Examens complémentaires
"CT scan d'extension du thorax, de l'abdomen et du bassin : dans le médiastin et les régions hilaires, plusieurs images nodulaires ont été observées, la plupart subcentimétriques, suggérant de petites adénopathies non spécifiques, dont une légèrement plus grande qu'un centimètre dans la région paratrachéale droite.
"Dans l'abdomen, d'abondantes adénopathies rétropéritonéales de taille significative ont été observées dans les groupes inter-aortocaves, postérieurs à la veine cave inférieure, para-aortiques gauches, ainsi que dans la bifurcation aorto-iliaque, ce qui est compatible avec des adénopathies métastatiques.
"Extension PET-CT scan réalisée pour caractériser les adénopathies de signification incertaine observées au CT : une lésion intensément hypermétabolique évocatrice de malignité a été observée dans l'espace supraclaviculaire. Dans le thorax, de multiples adénopathies médiastinales et hilaires ont été observées, discrètement hypermétaboliques et non évocatrices de malignité. Dans l'abdomen et le bassin, les résultats de la tomodensitométrie ont été confirmés, avec de multiples adénopathies hypermétaboliques évoquant une tumeur maligne au niveau rétropéritonéal.

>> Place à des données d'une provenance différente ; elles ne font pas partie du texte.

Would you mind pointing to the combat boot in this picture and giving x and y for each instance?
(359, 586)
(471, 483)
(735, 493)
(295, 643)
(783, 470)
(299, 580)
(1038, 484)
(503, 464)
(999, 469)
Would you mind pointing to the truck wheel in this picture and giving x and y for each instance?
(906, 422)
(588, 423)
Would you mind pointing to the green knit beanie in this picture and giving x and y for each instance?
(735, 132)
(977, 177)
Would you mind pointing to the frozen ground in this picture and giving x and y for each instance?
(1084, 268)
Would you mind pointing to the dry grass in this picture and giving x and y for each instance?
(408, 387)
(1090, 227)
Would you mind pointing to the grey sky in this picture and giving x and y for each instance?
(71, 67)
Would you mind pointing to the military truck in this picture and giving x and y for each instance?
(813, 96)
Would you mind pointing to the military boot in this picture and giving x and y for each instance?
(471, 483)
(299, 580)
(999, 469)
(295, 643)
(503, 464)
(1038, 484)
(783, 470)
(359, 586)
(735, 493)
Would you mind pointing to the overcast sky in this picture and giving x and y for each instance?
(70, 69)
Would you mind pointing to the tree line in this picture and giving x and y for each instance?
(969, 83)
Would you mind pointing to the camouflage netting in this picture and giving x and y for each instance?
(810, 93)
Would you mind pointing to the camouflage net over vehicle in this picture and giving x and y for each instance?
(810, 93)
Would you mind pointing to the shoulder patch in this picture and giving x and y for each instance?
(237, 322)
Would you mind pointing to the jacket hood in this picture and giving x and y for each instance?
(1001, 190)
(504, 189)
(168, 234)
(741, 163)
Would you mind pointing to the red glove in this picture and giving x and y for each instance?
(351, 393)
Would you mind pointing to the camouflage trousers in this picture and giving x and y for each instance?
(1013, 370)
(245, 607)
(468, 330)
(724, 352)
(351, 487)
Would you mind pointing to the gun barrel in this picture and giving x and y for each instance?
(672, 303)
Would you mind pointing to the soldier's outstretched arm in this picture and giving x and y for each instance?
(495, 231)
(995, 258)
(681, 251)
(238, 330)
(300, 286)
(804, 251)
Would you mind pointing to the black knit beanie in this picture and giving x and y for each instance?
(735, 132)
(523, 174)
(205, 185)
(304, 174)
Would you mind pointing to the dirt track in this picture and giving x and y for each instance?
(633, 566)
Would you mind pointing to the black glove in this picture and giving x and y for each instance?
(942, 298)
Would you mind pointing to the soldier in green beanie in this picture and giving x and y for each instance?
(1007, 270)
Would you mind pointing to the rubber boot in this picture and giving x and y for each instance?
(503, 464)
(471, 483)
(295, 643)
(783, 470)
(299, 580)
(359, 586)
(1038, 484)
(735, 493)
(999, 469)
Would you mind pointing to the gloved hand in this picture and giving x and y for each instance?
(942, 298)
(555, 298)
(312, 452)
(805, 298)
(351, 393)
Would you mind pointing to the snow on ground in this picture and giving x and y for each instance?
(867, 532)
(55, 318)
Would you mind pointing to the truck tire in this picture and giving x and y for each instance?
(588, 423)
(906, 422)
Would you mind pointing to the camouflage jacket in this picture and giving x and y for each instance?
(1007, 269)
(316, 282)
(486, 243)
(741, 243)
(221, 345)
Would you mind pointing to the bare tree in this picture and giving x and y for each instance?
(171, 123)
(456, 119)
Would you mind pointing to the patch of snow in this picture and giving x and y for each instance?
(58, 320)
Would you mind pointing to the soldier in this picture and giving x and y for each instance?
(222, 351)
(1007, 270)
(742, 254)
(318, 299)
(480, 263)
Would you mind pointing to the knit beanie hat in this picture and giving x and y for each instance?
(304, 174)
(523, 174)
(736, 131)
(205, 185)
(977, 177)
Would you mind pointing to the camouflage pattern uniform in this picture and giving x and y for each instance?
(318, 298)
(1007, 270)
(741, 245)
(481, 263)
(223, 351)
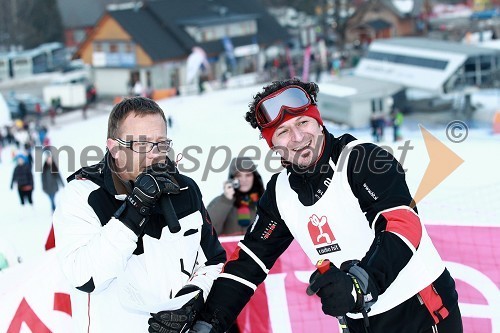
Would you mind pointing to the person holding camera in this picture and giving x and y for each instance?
(112, 239)
(234, 210)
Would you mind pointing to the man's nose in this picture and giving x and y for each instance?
(297, 134)
(154, 152)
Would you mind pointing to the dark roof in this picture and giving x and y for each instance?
(158, 26)
(148, 32)
(80, 14)
(378, 24)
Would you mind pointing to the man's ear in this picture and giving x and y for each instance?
(112, 146)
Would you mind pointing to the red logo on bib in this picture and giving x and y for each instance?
(319, 230)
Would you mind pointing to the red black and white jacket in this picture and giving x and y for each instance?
(353, 204)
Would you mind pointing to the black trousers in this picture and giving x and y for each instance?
(408, 317)
(25, 194)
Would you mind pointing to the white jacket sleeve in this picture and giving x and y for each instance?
(87, 250)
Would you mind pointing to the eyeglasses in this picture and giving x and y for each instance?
(269, 110)
(146, 146)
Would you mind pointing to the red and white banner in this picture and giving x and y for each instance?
(34, 296)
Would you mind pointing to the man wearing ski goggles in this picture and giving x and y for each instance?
(355, 221)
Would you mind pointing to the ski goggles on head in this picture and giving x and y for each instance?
(270, 109)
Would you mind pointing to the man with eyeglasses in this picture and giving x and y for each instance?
(347, 204)
(126, 265)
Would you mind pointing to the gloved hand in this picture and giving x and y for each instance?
(342, 291)
(228, 190)
(202, 327)
(180, 320)
(148, 188)
(336, 290)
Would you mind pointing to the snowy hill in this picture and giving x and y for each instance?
(211, 128)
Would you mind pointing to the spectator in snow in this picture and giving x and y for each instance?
(23, 177)
(51, 179)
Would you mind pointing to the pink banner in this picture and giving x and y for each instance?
(471, 255)
(36, 294)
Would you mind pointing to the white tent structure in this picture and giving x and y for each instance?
(432, 65)
(4, 112)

"Hémogramme : pas d'altération.
"Biochimie : pas d'altération du profil rénal, hépatique et lipidique. La LDH, l'AFP et la bêta-HCG effectuées avant l'opération étaient dans les limites de la normale.

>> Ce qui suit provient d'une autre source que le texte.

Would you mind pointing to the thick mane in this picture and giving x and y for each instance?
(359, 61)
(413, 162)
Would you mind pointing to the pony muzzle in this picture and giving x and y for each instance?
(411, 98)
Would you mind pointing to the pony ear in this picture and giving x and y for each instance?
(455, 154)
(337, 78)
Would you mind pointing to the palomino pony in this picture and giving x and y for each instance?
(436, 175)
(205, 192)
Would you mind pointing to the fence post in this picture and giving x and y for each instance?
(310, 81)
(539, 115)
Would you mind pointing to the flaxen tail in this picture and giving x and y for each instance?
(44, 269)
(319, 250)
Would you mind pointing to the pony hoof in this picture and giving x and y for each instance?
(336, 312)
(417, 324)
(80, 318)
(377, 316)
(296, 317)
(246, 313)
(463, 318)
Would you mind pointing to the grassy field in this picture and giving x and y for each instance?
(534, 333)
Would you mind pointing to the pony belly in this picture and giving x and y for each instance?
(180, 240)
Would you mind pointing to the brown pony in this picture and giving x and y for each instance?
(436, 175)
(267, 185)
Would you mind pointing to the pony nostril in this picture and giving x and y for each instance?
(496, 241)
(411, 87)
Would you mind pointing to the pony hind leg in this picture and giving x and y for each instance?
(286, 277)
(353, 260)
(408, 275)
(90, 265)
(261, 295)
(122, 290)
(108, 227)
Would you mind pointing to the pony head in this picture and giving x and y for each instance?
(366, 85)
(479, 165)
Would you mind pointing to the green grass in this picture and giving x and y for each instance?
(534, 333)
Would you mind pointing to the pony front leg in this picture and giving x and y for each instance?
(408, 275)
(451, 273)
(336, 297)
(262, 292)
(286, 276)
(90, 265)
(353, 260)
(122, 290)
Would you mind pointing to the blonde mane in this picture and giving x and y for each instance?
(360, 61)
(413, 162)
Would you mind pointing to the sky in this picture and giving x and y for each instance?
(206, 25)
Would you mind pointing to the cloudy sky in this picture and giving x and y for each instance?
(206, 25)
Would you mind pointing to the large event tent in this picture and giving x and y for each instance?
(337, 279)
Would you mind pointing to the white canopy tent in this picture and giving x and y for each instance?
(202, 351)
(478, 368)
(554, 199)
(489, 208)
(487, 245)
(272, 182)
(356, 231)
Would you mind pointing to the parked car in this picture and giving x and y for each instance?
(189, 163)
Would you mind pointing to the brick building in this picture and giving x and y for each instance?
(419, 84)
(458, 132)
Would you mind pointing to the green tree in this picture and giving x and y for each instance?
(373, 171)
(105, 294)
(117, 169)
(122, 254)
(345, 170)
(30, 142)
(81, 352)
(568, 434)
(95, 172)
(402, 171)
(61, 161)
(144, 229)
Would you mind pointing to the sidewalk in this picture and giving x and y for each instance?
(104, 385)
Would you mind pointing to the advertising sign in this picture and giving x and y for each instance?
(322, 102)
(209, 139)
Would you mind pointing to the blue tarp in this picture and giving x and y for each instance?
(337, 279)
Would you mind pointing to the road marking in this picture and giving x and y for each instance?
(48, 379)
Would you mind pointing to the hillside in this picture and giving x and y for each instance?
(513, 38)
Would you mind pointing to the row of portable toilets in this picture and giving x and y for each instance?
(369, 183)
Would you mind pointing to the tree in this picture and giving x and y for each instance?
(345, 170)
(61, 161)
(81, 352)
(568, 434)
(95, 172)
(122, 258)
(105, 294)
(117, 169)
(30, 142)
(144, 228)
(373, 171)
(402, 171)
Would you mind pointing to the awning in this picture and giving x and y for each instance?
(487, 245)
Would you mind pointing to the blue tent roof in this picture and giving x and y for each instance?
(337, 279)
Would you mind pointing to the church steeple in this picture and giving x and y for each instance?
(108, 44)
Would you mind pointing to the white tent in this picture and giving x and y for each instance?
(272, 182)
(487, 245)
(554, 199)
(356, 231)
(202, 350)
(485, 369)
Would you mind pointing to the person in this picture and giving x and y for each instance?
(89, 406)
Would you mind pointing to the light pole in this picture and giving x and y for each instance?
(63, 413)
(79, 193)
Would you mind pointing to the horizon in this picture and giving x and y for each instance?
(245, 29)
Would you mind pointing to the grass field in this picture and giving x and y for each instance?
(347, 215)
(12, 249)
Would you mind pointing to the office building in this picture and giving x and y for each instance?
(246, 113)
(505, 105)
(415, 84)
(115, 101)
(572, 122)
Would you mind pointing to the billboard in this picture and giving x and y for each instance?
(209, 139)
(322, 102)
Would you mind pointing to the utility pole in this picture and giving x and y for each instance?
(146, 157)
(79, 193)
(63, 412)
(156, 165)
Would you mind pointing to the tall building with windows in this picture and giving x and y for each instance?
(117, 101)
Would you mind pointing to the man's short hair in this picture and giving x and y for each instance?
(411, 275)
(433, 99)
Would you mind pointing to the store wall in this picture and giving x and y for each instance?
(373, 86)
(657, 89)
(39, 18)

"Anatomie pathologique de l'orchidectomie inguinale droite : tumeur maligne des cordons sexuels / stroma gonadique (OMS 2004) avec des composants tumoraux à cellules de Sertoli, stroma gonadique peu différencié et zones de morphologie suggérant des composants tumoraux à cellules de la granulosa. La malignité est mise en évidence par la taille (plus de 5 cm), la nécrose, le comportement infiltrant de l'albuginée, de la paroi testiculaire, de l'épididyme et du cordon spermatique, la perméation vasculaire dans la tunique vasculaire et un indice de prolifération élevé.

Diagnostic
Tumeur du cordon sexuel/stroma gonadique malin (OMS 2004) pT3 cN1 cM1a S0, stade IIIA.

Traitement
Le cas a été présenté au comité multidisciplinaire pour les tumeurs génito-urinaires et il a été décidé de commencer un traitement de polychimiothérapie de première ligne selon le schéma TIP (paclitaxel, ifosfamide, cisplatine).

Évolution
Après avoir effectué 6 cycles de traitement par chimiothérapie selon le schéma TIP d'octobre 2014 à février 2015, une réponse clinique partielle a été observée. Les toxicités étaient une asthénie de grade 1, des vomissements de grade 1 et une neuropathie de grade 1.
Au scanner de juillet 2015, une progression adénopathique a été observée au niveau rétropéritonéal, pour laquelle il a bénéficié d'une deuxième ligne de traitement avec 6 cycles de carboplatine et paclitaxel. Il a présenté une asthénie de grade 1 et en raison d'une neuropathie de grade 3, le paclitaxel a été arrêté après le troisième cycle.
En février 2016, un nouveau scanner de réévaluation a été réalisé et une scintigraphie osseuse a également été demandée en raison d'une gêne lombaire. La tomodensitométrie a montré une nouvelle progression des ganglions lymphatiques et la scintigraphie osseuse a indirectement montré une lésion ostéolytique à L5. En mars 2016, elle a été orientée vers une radiothérapie analgésique, recevant une dose totale de 3000cGy fractionnée en 10 séances. Après avoir terminé le traitement de radiothérapie, en avril 2016, il a commencé un troisième traitement de chimiothérapie avec du cisplatine associé à de l'étoposide pendant 5 jours tous les 21 jours.
Actuellement, le patient a reçu 3 cycles de traitement par cisplatine et étoposide avec une tolérance acceptable et n'a présenté qu'une asthénie de grade 1 comme seule toxicité. Un scanner de réévaluation a été demandé et est en attente.